And so it’s no surprise that the Hebrew word for love, ahava, comes from the root, hav, meaning “give.” It’s fascinating—as I’ve pointed out before—the gematria, the numerical value of the word ahava is 13 (1+5+2+5), which is also the gematria for echad (1+8+4), “one” or “single.” If 2 singles come together giving their love—indicating a compatibility of love and values—that will be 13 + 13 which equals 26—which is the gematria, the numerical equivalent of Gd’s name—Hashem. What it all adds up to is that 2 loving people who give themselves to each other have the power to bring the presence of Gd into the world, into their relationship and into their home. And that we certainly see in the union of Yochanan and Aminah who are celebrating Yochanan’s Ufruf today. I’ll speak more about them tomorrow at the wedding.
In our overly romantic, overly sexual culture, we speak a great deal about love. Young people want nothing more than to “fall in love,” as if love is something you fall into—like falling into a hole by mistake. But when you ask them what they mean by love, they inevitably answer: “I want someone who turns me on...” or “I want someone who makes me happy…” or “I want someone who will take care of me.” When people fall in love, they’re more focused on themselves and whether the person they’re falling in love with will fulfill their needs. But is that really love? The Talmud (Avot 5:16) teaches that any love that has conditions attached to it—like what my love can do for me—is destined not to last.

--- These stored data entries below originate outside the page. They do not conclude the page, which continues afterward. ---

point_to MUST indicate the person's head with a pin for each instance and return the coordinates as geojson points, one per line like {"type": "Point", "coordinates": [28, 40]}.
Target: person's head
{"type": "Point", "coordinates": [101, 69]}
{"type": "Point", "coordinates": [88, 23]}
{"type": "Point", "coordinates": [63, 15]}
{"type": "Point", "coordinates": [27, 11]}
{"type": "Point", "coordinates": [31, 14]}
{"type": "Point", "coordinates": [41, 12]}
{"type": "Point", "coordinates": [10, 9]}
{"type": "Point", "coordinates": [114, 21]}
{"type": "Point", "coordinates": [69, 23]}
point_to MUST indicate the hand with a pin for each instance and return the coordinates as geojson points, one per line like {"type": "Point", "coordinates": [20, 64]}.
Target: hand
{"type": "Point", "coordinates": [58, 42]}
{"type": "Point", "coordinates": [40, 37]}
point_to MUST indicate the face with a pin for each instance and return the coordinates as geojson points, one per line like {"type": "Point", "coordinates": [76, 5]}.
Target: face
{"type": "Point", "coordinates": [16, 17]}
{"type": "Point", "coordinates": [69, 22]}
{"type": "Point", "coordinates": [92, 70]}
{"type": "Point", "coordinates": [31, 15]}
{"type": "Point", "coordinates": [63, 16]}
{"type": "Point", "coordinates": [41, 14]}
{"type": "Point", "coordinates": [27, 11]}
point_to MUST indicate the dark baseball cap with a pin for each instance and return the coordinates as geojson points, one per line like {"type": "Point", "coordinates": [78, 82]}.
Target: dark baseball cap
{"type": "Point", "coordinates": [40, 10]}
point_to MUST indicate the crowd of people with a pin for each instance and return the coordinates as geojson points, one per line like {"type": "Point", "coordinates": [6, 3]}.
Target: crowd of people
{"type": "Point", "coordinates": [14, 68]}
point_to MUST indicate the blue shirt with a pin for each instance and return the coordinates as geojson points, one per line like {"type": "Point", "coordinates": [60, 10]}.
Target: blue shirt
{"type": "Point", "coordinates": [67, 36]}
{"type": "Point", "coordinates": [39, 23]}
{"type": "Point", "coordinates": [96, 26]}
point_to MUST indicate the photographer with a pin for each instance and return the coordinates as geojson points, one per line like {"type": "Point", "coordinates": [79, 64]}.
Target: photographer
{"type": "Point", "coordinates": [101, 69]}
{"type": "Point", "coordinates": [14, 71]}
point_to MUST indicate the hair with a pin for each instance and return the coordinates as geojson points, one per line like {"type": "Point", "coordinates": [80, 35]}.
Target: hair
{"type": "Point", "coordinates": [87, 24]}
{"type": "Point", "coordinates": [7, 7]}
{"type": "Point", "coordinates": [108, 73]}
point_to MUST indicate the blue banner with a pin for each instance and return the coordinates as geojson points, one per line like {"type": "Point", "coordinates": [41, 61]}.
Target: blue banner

True love happens in a relationship when we reach a point where we stop focusing on ourselves and start focusing on the other—when we really see the other...when we see what makes this person truly beautiful…when we see what makes this person valuable…when we see what can I do to serve this person’s needs.
There’s a famous Chasidic story of Rebbe Moshe of Sasov, who claimed he learned how to love from a peasant in a tavern. He saw this peasant put his arm around his friend as they were drinking and ask him, “Ivan, do you love me?”
“Of course I love you.”
“Ivan, do you know what causes me pain?”
“How could I know what causes you pain?”
“Ivan, if you do not know what causes me pain, how can you say you love me?”
How much do we really know about those we love? To love someone is to see them and know what causes them joy and pain. We tend to see what we have in common, and we tend to overlook the differences. When people say, “love is blind,” this is what they mean. But true love is not blind. True love is seeing—seeing the differences, the otherness, the good and the bad. True love is seeing and still loving. In Hebrew, the verb “to see,” lirot, is directly related to the verb “to respect,” l’yira. True love requires that we see, accept and respect those we love for who they are, without projecting our dreams and fantasies upon them.
This is very hard, because we tend to want to fit those we love into our imaginary pictures of love. And if they don't quite fit, we try to change them to make them fit. But if we succeed in seeing not just what we have in common with those we love, but what makes us different, and if we appreciate and honor those differences, then we can take the next step toward giving of ourselves to that person and creating true love.
So, did Abraham love Sarah? The Torah doesn’t explicitly say. But perhaps at that moment when they crossed the border into Egypt and he saw how desirable she was to others and how much he really feared losing her, perhaps then Abraham finally saw how truly precious his wife was. And perhaps at that moment, he grew to love her.
My dear friends, may we see those whom we love for how truly desirable and precious they are so that we give them our love, our support and most of all, our appreciation. Let’s find a way every day to tell them that we love and appreciate them. Amen!